De acordo com o coordenador, os ganhos para o paciente são diretos: menor sangramento, menos dor no pós-operatório, recuperação mais rápida, menor tempo de internação e retorno mais precoce às atividades habituais. “Como qualquer procedimento cirúrgico, existem riscos, como complicações anestésicas, sangramento, infecção ou intercorrências inerentes à cirurgia. Porém, quando bem indicada e realizada por equipe treinada, trata-se de uma tecnologia segura e consolidada”, explica.

A cirurgia robótica — hoje concentrada na Santa Casa de Maceió — ainda envolve custos superiores aos das técnicas convencionais, principalmente pelo investimento em tecnologia, manutenção da plataforma e uso de instrumentais especializados. Atualmente, o acesso ocorre, em sua maioria, por meio da rede privada e de convênios.

No sistema público, a tecnologia ainda não está amplamente disponível na instituição. No entanto, há expectativa de avanço, especialmente após discussões recentes da Conitec (Comissão Nacional de Incorporação de Tecnologias no Sistema Único de Saúde) sobre a possível incorporação da prostatectomia robótica no Sistema Único de Saúde. A Santa Casa busca habilitações futuras para ampliar esse acesso.

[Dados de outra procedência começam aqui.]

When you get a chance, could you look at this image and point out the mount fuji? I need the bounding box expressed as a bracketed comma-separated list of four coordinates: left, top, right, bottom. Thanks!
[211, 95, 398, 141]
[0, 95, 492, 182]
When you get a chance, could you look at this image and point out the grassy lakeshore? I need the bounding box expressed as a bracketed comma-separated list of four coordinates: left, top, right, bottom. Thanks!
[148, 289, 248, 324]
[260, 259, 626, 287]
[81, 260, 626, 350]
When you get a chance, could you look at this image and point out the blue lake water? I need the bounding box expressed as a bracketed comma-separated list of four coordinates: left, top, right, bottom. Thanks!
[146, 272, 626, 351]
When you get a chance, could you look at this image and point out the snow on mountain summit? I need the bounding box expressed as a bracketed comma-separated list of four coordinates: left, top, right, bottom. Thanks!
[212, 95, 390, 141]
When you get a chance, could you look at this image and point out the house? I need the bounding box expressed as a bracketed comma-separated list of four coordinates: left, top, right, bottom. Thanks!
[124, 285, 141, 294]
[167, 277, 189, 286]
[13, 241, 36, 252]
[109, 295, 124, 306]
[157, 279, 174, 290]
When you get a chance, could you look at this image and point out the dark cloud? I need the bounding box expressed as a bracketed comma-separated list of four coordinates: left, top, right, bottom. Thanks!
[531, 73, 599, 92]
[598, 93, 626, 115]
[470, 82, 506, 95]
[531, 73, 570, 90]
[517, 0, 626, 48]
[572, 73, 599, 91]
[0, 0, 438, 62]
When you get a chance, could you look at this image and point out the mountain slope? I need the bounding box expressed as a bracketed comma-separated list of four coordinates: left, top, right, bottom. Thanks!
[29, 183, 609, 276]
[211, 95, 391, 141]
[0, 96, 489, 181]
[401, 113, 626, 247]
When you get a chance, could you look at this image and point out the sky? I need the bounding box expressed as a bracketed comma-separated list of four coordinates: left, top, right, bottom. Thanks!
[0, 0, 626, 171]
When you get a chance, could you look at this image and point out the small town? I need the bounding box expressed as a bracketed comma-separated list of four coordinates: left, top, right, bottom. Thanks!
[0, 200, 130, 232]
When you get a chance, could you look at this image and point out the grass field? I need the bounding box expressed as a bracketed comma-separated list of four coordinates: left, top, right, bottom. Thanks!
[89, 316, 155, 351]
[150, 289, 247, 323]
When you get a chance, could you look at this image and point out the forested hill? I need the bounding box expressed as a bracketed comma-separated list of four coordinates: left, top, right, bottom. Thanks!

A unidade conta com equipe habilitada para operar a plataforma da Vinci Surgical System, considerada uma das mais consolidadas do mundo. “Em pouco mais de três anos de programa, já ultrapassamos a marca de 900 cirurgias realizadas, reforçando o crescimento e a maturidade do serviço”, afirma Mendonça. A tendência, segundo o especialista, é de expansão contínua.

Para quem passa pelo procedimento, a tecnologia representa mais do que inovação. É o caso do professor Max Hamers Chaves de Aragão Lisboa, de 64 anos, que descobriu um câncer de próstata em março de 2023, após exames, incluindo o PSA (Antígeno Prostático Específico).

“Falando com o Dr. Gustavo, ele me aconselhou fazer a cirurgia robótica e assim eu fiz em junho de 2023. Foi uma cirurgia excelente. Não senti dor nenhuma, foi tudo bem na cirurgia. Ele também me indicou porque a cirurgia não deixa sequelas. Então foi uma experiência muito boa e sigo com o acompanhamento com ele”, relata.

Após o procedimento, o professor realizou 20 sessões de radioterapia e seguirá em acompanhamento por cinco anos. Hoje, está curado. “A minha família ficou com medo, minha filha, meu filho e minha esposa. Mas eu sempre dizendo a eles que eu ia ficar bem, que ia dar tudo certo. E deu tudo certo, está dando tudo certo, graças a Deus”, comemora.